In this exercise I am using Visual Studio 2017 and the std_lib_facilities header provided by Stroustrup.
Chapter 18 // Exercise 4Consider what happens if you give strdup(), findx(), and strcmp() an argument that is not a C-style string. Try it! First figure out how to get a char* that doesn't point to a zero-terminated array of characters and then use it (never do this in real - non-experimental - code; it can create havoc).
Try it with free-store allocated and stack-allocated "fake C-style strings." If the results looks reasonable, turn off debug mode. Redesign and re-implement those three functions so that they take another argument giving the maximum number of elements allowed in argument strings. Then test that with correct C-style strings and "bad" strings.
My 'fake' c-style string of 'windows' reported a length of 20 and as such printed garbage after printing windows. It also didn't find 'd' in windows; it returned 'ws'. FindX returned a c-style string so strcmp turned out to work but I think that was just a fluke. That was all just in debug mode. When I switched to release it all worked properly. Visual Studio; built by wizards.

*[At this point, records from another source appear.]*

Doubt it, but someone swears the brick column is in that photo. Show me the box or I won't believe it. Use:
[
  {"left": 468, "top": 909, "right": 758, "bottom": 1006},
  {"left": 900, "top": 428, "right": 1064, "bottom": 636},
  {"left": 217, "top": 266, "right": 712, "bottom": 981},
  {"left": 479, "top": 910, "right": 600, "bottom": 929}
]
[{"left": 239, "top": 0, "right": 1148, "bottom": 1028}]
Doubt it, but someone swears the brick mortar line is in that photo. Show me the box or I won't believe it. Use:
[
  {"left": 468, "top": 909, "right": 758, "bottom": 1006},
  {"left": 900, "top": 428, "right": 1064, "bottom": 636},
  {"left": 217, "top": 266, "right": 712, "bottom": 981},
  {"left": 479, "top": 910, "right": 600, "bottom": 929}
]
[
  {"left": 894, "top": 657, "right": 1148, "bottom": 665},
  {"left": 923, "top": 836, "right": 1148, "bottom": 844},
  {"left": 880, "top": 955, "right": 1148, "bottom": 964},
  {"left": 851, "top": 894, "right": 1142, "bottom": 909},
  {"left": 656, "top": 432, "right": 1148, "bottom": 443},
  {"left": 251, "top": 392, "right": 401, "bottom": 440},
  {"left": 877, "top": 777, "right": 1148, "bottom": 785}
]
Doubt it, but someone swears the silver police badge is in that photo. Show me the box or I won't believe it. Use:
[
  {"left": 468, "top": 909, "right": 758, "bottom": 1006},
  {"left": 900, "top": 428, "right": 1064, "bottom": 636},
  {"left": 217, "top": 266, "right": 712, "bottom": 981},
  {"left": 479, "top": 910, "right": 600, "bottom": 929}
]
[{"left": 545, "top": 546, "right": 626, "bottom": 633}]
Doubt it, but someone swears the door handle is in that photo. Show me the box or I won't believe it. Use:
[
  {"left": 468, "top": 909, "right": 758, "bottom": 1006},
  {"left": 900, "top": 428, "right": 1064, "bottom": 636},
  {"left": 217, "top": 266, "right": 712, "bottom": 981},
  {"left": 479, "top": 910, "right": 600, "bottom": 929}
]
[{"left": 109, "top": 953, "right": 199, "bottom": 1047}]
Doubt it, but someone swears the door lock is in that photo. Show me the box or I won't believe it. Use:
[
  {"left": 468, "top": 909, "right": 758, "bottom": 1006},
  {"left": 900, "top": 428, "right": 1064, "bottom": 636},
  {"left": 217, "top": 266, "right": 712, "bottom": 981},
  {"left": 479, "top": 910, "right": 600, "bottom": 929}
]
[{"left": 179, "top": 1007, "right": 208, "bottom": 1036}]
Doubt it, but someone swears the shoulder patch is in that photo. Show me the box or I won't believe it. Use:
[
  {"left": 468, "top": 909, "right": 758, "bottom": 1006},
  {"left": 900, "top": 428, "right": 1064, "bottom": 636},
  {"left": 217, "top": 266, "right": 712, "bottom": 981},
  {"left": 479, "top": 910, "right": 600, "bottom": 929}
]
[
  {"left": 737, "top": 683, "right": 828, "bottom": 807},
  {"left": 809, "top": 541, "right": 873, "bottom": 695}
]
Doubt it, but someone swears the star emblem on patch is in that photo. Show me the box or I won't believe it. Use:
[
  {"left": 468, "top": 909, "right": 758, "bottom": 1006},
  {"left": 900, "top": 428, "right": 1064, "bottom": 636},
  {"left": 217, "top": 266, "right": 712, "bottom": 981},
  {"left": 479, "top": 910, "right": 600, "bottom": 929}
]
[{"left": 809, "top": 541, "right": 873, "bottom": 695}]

Interestingly when I examined the disassembly of the release build, the initial fake string (which was reporting a size of 8) was still being given 20 spaces:
It then clears the eax register to 0 and continues assigning the rest of characters of the fake string and at esp+24 adds 'w' and 'o'. Then at esp+26 adds 's'.
The disassembly from the debug build is much more straightforward but uses more cycles:
One day, I hope I'm as smart as the people who build compilers because this is fascinating. But anyway, the exercise still needs completing.
Instead of relying on my custom function arrayLength() to supply the length, I added an argument to strcmp, strdup and findx to take in the length of the array.